Gaming

Découverte des jeux inclusifs : diversité et représentation dans l’univers vidéoludique

Par Maxime
6 minutes

Vers un univers vidéoludique plus ouvert et coloré


Longtemps, l’industrie du jeu vidéo a proposé des aventures marquées par un certain conformisme : héros musclés souvent masculins, héroïnes au rôle secondaire, scénarios et décors inspirés d’une vision occidentale ou stéréotypée du monde. Mais depuis plusieurs années, la scène vidéoludique connaît une transformation profonde : la prise en compte de la diversité et de l’inclusion s’invite enfin, au service d’un public vaste, pluriel… et en demande de nouveaux récits.


Inclusion et jeux vidéo : de quoi parle-t-on ?


L’inclusion, dans le contexte du jeu vidéo, désigne une volonté de proposer des expériences où le joueur peut se reconnaître, quelles que soient ses origines, son genre, ses capacités physiques ou ses orientations. Cette évolution se traduit par deux axes principaux :


  • La diversité des personnages : présence de protagonistes féminins, personnages issus de diverses cultures ou groupes sociaux, qui ne se limitent plus à la brochette classique du héros blanc, fort et silencieux.
  • L’accessibilité : intégration de réglages pour les joueurs en situation de handicap (visuel, auditif, moteur), ou de modes de jeu adaptés.

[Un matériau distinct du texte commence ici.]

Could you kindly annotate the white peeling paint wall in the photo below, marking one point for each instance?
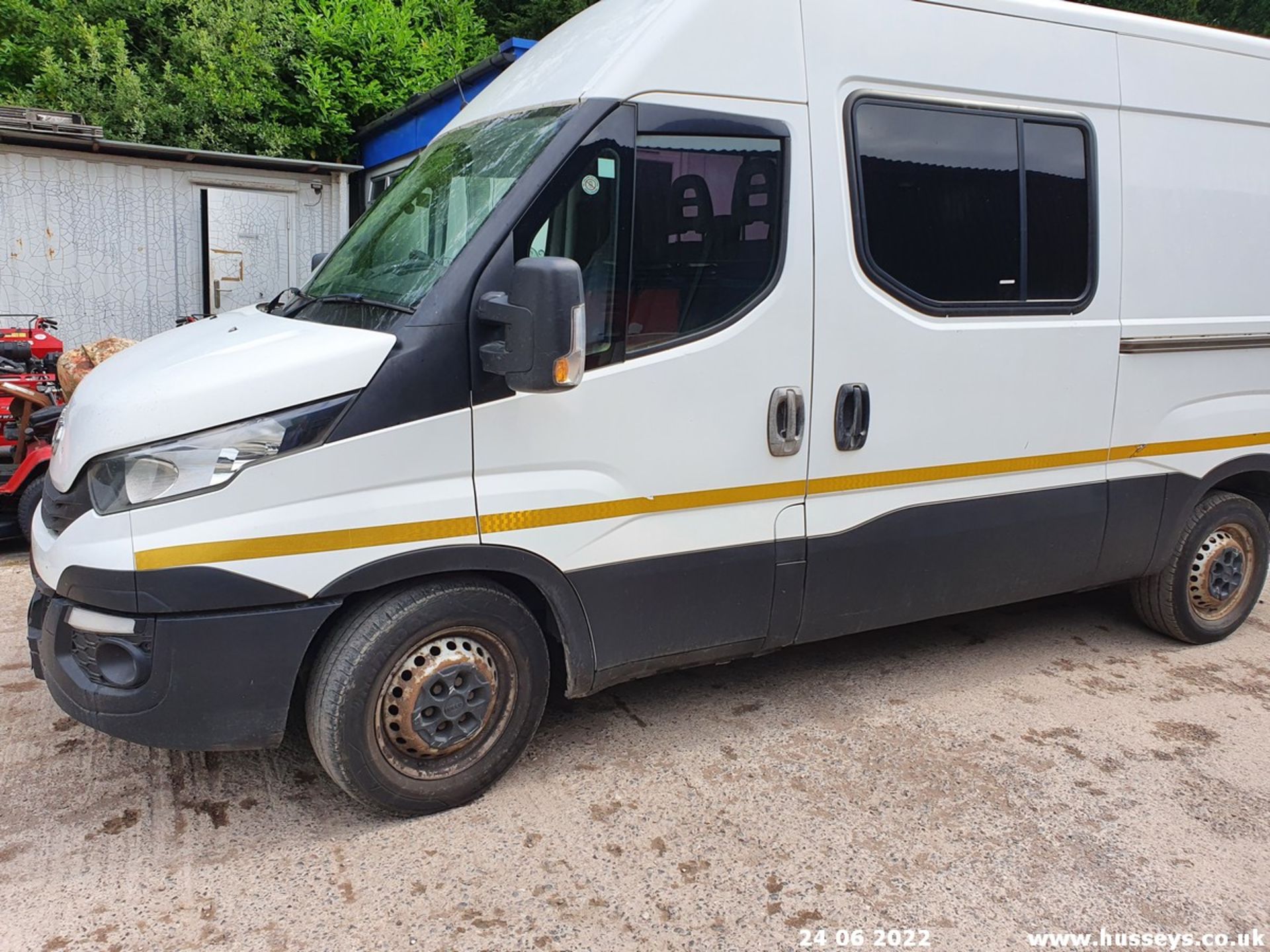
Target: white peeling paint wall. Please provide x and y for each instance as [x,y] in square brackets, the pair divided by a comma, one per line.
[112,245]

En s’ouvrant à ces enjeux, les studios cherchent moins à être dans l’air du temps qu’à répondre à un besoin de réalité et de respect, qui rejaillit sur l’expérience de jeu toute entière.

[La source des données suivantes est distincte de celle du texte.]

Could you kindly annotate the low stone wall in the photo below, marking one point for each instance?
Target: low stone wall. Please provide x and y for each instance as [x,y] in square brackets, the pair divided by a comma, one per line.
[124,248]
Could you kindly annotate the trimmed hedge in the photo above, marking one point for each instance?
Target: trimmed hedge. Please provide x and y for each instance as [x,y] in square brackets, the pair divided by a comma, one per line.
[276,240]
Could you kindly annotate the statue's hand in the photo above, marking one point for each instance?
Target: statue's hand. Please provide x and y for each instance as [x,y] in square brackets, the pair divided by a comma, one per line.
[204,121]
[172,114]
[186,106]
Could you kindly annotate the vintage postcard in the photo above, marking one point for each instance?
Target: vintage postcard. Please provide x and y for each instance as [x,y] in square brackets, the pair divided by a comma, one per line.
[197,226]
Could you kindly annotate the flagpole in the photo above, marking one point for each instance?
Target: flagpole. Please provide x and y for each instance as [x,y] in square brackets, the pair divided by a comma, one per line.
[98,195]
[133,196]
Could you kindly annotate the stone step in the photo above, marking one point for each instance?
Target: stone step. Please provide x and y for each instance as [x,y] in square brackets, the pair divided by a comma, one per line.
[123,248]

Pourquoi la représentativité importe-t-elle dans le jeu vidéo ?


Le jeu vidéo, loisir universel, occupe désormais une place centrale dans la culture contemporaine. En France, près de 7 personnes sur 10 jouent, selon le baromètre du Syndicat des Éditeurs de Logiciels de Loisirs (SELL) – et la répartition par âge, genre ou origine n’a jamais été aussi équilibrée. Pourtant, pour de nombreux joueurs, le fait de se voir représentés à l’écran reste une expérience rare… et précieuse.


  • Se reconnaître pour mieux s’engager : lorsqu’un joueur trouve un personnage qui lui ressemble ou partage son histoire, l’immersion et l’attachement au récit progressent.
  • Casser les stéréotypes : la diversité à l’écran aide à lutter contre les clichés, et promeut l’empathie et la compréhension de l’autre, dès le plus jeune âge.
  • Ouvrir l’imaginaire : explorer des univers moins formatés, croiser le handicap, la différence, permet de raconter de nouveaux récits… pour tous.

La demande est là : selon une étude du cabinet Newzoo, 47 % des joueurs considèrent important de voir la diversité et l’inclusion renforcées dans leurs jeux.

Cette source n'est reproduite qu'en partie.